にんじんブログ

にんじんの生活・勉強の記録です。

MENU にんじんコンテンツを一望しよう!「3CS」

にんじんと読む「遊びと人間(ロジェ・カイヨワ)」🥕 一だけ

定義

 ライデン大学学長ヨハン・ホイジンガはその著作にて、その主張自体はともかくとして、遊びに関してはその根本的性格のいくつかをみごとに分析し文明の発展における役割を明らかにした。彼の研究を批判的に検討しその欠陥を補おう。

形式について考察したところをまとめて述べてみれば、遊びは自由な行為であり、『ほんとのことでない』としてありきたりの生活の埒外にあると考えられる。にもかかわらず、それは遊ぶ人を完全にとりこにするが、だからと言って何か物質的利益と結びつくわけでは全くなく、また他面、何かの効用が織り込まれているのでもない。それは自ら進んで限定した時間と空間の中で遂行され、一定の法則に従って秩序正しく進行し、しかも共同体規範を作り出す。それは自らを好んで秘密で取り囲み、あるいは仮装をもってありきたりの世界とは別のものであることを強調する。

ホモ・ルーデンス―文化のもつ遊びの要素についてのある定義づけの試み (1974年)

  •   遊びと秘密や神秘(「ありきたりの生活の埒外」)の親近性を指摘したのは大切なことだが、しかし、これを遊びの定義に入れてしまうのはよくない。
  •  次に物質的利益をすべて排したものだと考えると賭博などが遊びから外れてしまう。とはいえ、賭博は「生産」とは関係ない。そこでは富の生産ではなく、富の移動が行われている。遊びは技術や労働とは区別される。
  •  遊びは自由な活動として定義されるべきである。強要されたものは遊びではない。遊びは遊戯者が遊びたいから遊ぶ。遊戯者はいつでも「やーめた」といえる。それが遊びである。
  •  遊びには約束事がある。では人形遊びはどうだろうか。ここでは「なぞらえること」が規則としてはたらいている。

 

 というわけで、遊びは以下のような活動として定義される。

(一)自由な活動。すなわち、遊戯者が強制されないこと。もし強制されれば、遊びはたちまち魅力的な愉快な楽しみという性質を失ってしまう。

(二)隔離された活動。すなわち、あらかじめ決められた明確な空間と時間の範囲内に制限されていること。

(三)未確定の活動。すなわち、ゲーム展開が決定されていたり、先に結果が分かっていたりしてはならない。創意の必要があるのだから、ある種の自由がかならず遊戯者の側に残されていなくてはならない。

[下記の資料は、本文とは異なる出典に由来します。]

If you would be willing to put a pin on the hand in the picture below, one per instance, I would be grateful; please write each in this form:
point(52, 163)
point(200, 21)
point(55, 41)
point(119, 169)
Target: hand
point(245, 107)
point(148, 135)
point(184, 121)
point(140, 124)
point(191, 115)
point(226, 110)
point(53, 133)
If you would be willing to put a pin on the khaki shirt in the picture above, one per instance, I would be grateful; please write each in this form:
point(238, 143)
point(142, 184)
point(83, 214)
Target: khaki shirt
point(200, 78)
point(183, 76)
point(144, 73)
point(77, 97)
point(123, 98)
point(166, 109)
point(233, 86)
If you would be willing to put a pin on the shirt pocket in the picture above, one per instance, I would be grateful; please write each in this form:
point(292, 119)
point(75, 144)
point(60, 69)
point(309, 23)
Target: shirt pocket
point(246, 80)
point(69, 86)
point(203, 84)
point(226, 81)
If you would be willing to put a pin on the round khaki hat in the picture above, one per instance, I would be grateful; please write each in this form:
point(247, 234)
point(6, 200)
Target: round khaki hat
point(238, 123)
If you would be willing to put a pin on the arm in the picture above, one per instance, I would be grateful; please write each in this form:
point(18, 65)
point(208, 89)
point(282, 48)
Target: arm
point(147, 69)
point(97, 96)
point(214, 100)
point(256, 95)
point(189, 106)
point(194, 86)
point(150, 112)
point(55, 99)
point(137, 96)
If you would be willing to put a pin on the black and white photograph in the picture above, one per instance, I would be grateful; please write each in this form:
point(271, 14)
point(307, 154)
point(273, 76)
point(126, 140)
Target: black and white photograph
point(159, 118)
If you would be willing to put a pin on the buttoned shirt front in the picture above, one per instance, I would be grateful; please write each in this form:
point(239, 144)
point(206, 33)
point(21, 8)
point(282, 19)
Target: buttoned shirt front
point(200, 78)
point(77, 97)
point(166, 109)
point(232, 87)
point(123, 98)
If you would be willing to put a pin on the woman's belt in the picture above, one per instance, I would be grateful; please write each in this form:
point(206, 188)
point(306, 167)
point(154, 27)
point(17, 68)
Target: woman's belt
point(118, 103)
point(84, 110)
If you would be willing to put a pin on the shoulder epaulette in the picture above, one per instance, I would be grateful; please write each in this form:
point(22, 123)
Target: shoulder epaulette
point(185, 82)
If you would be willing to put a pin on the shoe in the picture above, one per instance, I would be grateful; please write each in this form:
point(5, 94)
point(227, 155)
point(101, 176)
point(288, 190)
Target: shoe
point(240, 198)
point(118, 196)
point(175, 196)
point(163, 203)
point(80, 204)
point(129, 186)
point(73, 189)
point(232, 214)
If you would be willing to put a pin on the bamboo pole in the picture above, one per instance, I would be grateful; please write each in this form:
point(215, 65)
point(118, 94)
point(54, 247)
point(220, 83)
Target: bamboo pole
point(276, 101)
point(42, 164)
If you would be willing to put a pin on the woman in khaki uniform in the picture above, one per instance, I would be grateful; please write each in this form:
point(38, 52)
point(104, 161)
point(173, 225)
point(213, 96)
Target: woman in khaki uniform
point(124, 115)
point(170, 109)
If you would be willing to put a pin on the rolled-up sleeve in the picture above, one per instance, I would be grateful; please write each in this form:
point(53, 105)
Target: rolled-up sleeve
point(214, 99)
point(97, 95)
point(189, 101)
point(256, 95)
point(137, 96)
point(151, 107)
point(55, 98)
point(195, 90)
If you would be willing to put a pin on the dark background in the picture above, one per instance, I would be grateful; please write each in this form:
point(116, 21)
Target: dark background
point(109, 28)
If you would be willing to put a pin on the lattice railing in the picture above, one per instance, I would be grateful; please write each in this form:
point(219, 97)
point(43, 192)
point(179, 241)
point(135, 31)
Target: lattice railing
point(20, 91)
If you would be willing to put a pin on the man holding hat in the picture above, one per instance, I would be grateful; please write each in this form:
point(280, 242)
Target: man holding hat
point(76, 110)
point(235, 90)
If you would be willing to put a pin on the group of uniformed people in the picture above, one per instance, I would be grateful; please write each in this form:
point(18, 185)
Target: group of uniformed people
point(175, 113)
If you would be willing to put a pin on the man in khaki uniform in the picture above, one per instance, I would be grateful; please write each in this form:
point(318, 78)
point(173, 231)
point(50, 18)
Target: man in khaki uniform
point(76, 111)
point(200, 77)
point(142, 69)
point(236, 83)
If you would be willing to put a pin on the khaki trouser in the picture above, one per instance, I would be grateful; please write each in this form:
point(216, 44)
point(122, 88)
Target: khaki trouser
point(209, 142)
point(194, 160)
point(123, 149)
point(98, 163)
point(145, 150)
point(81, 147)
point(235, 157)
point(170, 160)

(四)非生産的活動。すなわち、財産も富も、いかなる種類の新要素も作り出さないこと。遊戯者間での所有権の移動をのぞいて、勝負開始時と同じ状態に帰着する。

(五)規則のある活動。すなわち、約束ごとに従う活動。この約束ごとは通常法規を停止し、一時的に新しい法を確立する。そしてこの法だけが通用する。

(六)虚構の活動。すなわち、日常生活と対比した場合、二次的な現実、または明白に非現実であるという特殊な意識を伴っていること。